CAD mock-up of bridge FEA analysis of bridge

The pictures above are of a CAD model that was drawn of the bridge, long after it was crushed.  A Finite Element Analysis (FEA) was used on the model to determine where the maximum stresses and strains would be located at. The brightest areas of the picture show where the bridge was most likely to fail. (the deflection is not shown to scale)




Things to know before making the bridge:

How is the bridge to be loaded?
Whether the weight is applied gradually, in a nice linear fashion, or abruptly can make a large difference in design strategy.  The bridge shown on the previous page was fortunate enough to be crushed by a tensile - tester running in reverse.  If the loads were applied by shaky, strained human hands, the bridge would not have withstood as much weight.  The loads on any bridge should applied as gradually, uniformly and vertically as possible.  As the bridge is loaded, there will be an initial  "settling in" stage where the bridge will make snapping / cracking sounds.  This sound comes from focused stresses breaking weaker glue joints and possibly the crushing of smaller members of the bridge.  Bowing and movement of the bridge during this initial stage will probably be visible.  After this, the bridge is extremely rigid and the next deflection and snapping you will probably hear will be as it is crushed.
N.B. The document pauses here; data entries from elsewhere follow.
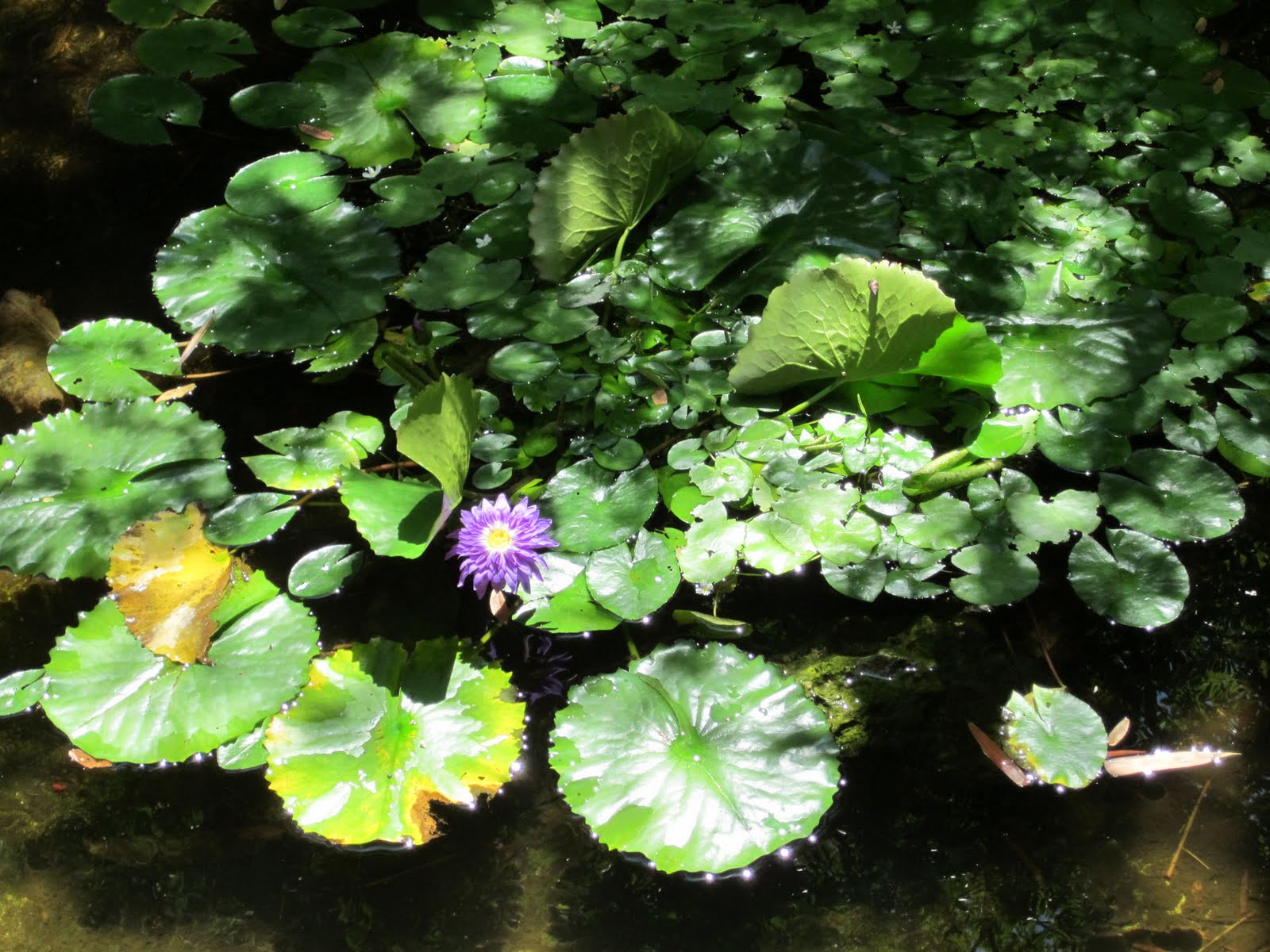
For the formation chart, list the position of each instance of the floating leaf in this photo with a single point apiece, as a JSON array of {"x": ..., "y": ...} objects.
[
  {"x": 117, "y": 700},
  {"x": 1175, "y": 495},
  {"x": 283, "y": 186},
  {"x": 855, "y": 321},
  {"x": 602, "y": 183},
  {"x": 379, "y": 740},
  {"x": 249, "y": 518},
  {"x": 634, "y": 581},
  {"x": 203, "y": 48},
  {"x": 785, "y": 196},
  {"x": 149, "y": 14},
  {"x": 378, "y": 94},
  {"x": 1140, "y": 582},
  {"x": 101, "y": 359},
  {"x": 275, "y": 286},
  {"x": 315, "y": 27},
  {"x": 168, "y": 581},
  {"x": 21, "y": 691},
  {"x": 324, "y": 570},
  {"x": 698, "y": 759},
  {"x": 1079, "y": 355},
  {"x": 74, "y": 482},
  {"x": 133, "y": 108},
  {"x": 1056, "y": 736},
  {"x": 994, "y": 575},
  {"x": 592, "y": 508},
  {"x": 397, "y": 517},
  {"x": 437, "y": 433},
  {"x": 452, "y": 279}
]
Where is the load focused?
Bridges that are being crushed at their center undergo much greater stresses than ones that have the loads focused more towards the bridge supports.  Try to build members on the bridge to distribute the weight and bring it away from the center of the bridge, if possible.
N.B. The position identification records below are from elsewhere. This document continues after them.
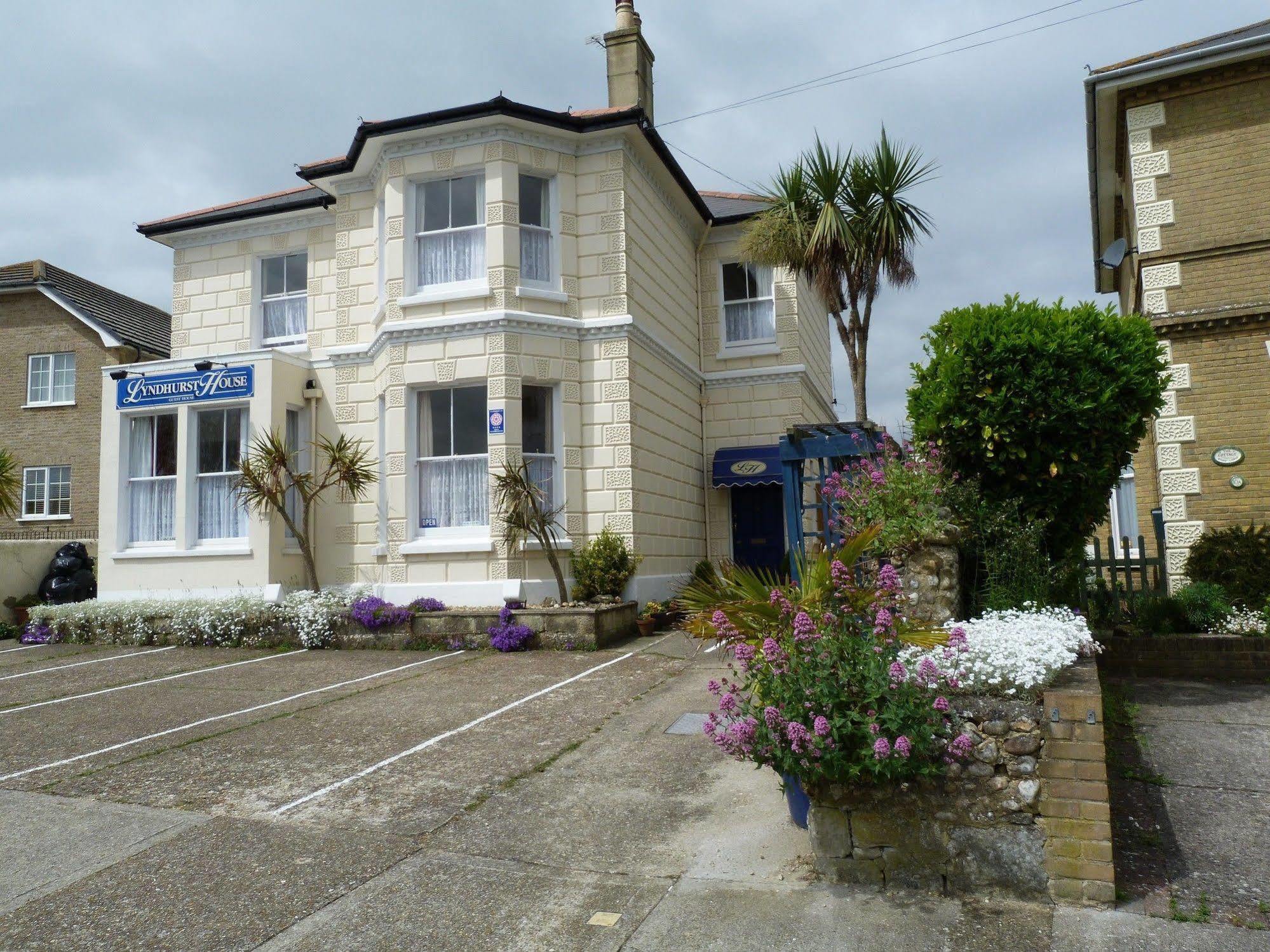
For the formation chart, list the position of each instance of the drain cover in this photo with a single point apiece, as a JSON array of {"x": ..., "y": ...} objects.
[{"x": 687, "y": 724}]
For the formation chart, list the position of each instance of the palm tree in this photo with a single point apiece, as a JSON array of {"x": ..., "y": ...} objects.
[
  {"x": 269, "y": 474},
  {"x": 844, "y": 222},
  {"x": 10, "y": 484},
  {"x": 527, "y": 513}
]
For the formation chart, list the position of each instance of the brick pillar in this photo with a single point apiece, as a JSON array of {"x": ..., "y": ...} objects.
[{"x": 1075, "y": 804}]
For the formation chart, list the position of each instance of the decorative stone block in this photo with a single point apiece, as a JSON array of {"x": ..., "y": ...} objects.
[
  {"x": 1163, "y": 276},
  {"x": 1174, "y": 508},
  {"x": 1152, "y": 213},
  {"x": 1169, "y": 456},
  {"x": 1155, "y": 302},
  {"x": 1175, "y": 429},
  {"x": 1150, "y": 164},
  {"x": 1145, "y": 117},
  {"x": 1183, "y": 535},
  {"x": 1179, "y": 481}
]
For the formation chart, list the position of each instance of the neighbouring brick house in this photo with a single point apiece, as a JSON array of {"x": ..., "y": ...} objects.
[
  {"x": 1179, "y": 145},
  {"x": 461, "y": 290},
  {"x": 56, "y": 332}
]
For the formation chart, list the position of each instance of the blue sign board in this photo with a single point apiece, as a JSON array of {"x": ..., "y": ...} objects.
[{"x": 186, "y": 387}]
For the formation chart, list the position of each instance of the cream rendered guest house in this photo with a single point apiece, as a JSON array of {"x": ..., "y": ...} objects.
[{"x": 460, "y": 290}]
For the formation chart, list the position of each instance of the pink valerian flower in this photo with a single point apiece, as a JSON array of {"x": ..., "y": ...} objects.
[
  {"x": 804, "y": 629},
  {"x": 799, "y": 737},
  {"x": 773, "y": 719}
]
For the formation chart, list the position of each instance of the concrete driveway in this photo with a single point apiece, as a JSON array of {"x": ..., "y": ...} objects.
[{"x": 196, "y": 799}]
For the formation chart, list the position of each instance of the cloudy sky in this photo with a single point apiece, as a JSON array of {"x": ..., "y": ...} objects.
[{"x": 117, "y": 113}]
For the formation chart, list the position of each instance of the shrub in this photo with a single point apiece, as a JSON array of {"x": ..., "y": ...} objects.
[
  {"x": 507, "y": 635},
  {"x": 604, "y": 567},
  {"x": 900, "y": 494},
  {"x": 1238, "y": 559},
  {"x": 1041, "y": 403},
  {"x": 822, "y": 695},
  {"x": 1203, "y": 606},
  {"x": 1018, "y": 650}
]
Where is the bridge being supported?
In the designs for a bridge, draw a line from where the load is applied to the place where the bridge is being supported, only moving the pencil along the bridge members.  This is the path the stresses will take.  Try to make this path as short as possible and as reinforced as possible.

 
What materials can and cannot be used (glues, paints, types of sticks, etc.)?
Use the best materials possible.  Testing the materials that you get are pretty critical: glue some sticks together with different glues and then try to pull them/bend them/twist them - which glue holds up the best.  Try other similar experiments.

Time frame?
Have the bridge done with plenty of time before the competition.  The glues/paints and wood need to dry THOROUGHLY  if  it is expected to do well.